Safety concerns are being raised after the recent controversy surrounding the FDA approval of a new Alzheimer’s treatment. There are questions about the standards that should be used to evaluate investigational drugs and the side effects caused by those drugs. The drug in question is aducanumab (brand name, Aduhelm).
A virtual discussion titled “The Alzheimer’s Treatment Controversy: Implications of Accelerated Drug Approvals” was recently co-hosted by The Forum at the Harvard University T.H. Chan School of Public Health and Reuters.
Researchers said Aduhelm received FDA approval despite an independent advisory committee nearly unanimously rejecting the drug. Dr. Aaron Kesselheim, a professor of medicine at Harvard Medical School, served on the panel that advised against the drug, which was tested and recently approved for patients with early signs of Alzheimer’s.
“I, too, was waiting for a treatment for Alzheimer’s disease,” said Kesselheim, who treats patients suffering the disease that has no known cure. “But I think there was a problem with the decision-making and a problem with the decision itself.”
Additionally, researchers said there was a lack of convincing evidence that Aduhelm actually slowed the progression of cognitive dysfunction in patients with Alzheimer’s.

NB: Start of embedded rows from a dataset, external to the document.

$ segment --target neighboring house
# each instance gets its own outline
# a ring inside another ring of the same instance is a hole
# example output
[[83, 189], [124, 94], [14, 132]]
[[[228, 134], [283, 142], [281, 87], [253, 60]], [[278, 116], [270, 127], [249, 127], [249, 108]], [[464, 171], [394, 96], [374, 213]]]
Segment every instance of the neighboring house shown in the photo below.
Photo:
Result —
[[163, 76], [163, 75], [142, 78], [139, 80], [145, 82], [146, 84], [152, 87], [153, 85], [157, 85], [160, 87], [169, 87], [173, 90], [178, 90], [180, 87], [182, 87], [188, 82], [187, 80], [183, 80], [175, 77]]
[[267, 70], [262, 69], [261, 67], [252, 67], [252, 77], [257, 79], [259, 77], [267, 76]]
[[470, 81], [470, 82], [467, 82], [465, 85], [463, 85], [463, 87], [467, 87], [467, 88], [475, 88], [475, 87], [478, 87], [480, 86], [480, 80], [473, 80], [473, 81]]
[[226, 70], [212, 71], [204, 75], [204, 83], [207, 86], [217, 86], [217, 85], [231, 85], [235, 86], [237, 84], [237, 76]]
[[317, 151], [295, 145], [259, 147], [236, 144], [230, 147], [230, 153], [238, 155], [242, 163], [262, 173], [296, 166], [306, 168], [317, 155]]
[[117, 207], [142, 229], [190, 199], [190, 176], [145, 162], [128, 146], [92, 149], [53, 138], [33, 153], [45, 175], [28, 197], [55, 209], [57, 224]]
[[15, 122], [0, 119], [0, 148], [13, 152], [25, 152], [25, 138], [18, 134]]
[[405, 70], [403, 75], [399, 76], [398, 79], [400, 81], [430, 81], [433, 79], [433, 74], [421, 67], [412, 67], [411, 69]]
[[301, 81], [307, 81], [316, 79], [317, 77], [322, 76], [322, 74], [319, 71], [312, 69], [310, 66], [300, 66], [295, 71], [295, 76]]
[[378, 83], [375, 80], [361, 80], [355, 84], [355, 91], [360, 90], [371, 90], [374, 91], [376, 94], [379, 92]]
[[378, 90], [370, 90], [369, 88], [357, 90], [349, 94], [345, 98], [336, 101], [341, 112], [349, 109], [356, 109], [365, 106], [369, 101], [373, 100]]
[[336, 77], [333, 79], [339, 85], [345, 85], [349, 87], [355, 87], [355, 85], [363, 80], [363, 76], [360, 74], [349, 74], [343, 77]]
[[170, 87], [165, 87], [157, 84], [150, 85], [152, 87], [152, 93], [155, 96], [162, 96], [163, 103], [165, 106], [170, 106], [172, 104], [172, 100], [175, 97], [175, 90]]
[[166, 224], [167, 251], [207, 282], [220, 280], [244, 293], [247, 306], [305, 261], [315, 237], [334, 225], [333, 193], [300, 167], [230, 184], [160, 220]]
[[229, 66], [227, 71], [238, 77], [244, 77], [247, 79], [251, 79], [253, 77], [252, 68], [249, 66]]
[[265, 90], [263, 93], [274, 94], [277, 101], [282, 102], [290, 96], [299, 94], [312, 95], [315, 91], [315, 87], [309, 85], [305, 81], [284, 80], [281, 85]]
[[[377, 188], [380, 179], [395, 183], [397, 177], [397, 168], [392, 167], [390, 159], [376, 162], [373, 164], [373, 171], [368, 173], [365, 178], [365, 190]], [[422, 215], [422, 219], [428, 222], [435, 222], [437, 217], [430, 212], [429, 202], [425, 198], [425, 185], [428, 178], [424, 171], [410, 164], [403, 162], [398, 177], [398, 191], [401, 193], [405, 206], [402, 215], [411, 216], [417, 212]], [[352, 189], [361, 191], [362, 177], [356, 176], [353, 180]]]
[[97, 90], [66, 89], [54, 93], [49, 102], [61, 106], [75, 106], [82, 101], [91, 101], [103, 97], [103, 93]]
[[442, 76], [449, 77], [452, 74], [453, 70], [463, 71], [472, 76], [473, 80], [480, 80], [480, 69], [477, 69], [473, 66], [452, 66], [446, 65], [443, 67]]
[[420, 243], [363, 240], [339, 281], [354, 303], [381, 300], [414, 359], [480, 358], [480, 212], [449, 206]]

“There’s a substantial risk with this drug,” Kesselheim said. “I think there’s also harm for patients that will be spending a lot of money on this drug… They could be spending that on home health aids to live better lives.”
Medical experts also believe the drug presents important safety concerns. Meanwhile, Kesselheim said one out of every three trial patients had side effects that included brain swelling and bleeding.
“I think that the benefits are potential benefits,” Kesselheim continued. “It has substantial risks and substantial costs.”
The cost of the drug in question is at a minimum, $56,000 a year, which would likely be partially paid by Medicare and the rest by individuals and their families.
Kesselheim shared his perspective during a live online Q&A with Julie Steenhusysen, a journalist with Reuters. He also discussed possible reforms to the FDA’s accelerated approval pathway, which is a program that is intended to facilitate faster drug approvals based on indirect measures of benefits.
“I think we should be investigating all interactions along the way… ultimately what happens with that investigation I don’t really know,” Kesselheim added. “We will have to see what the investigation undercovers.”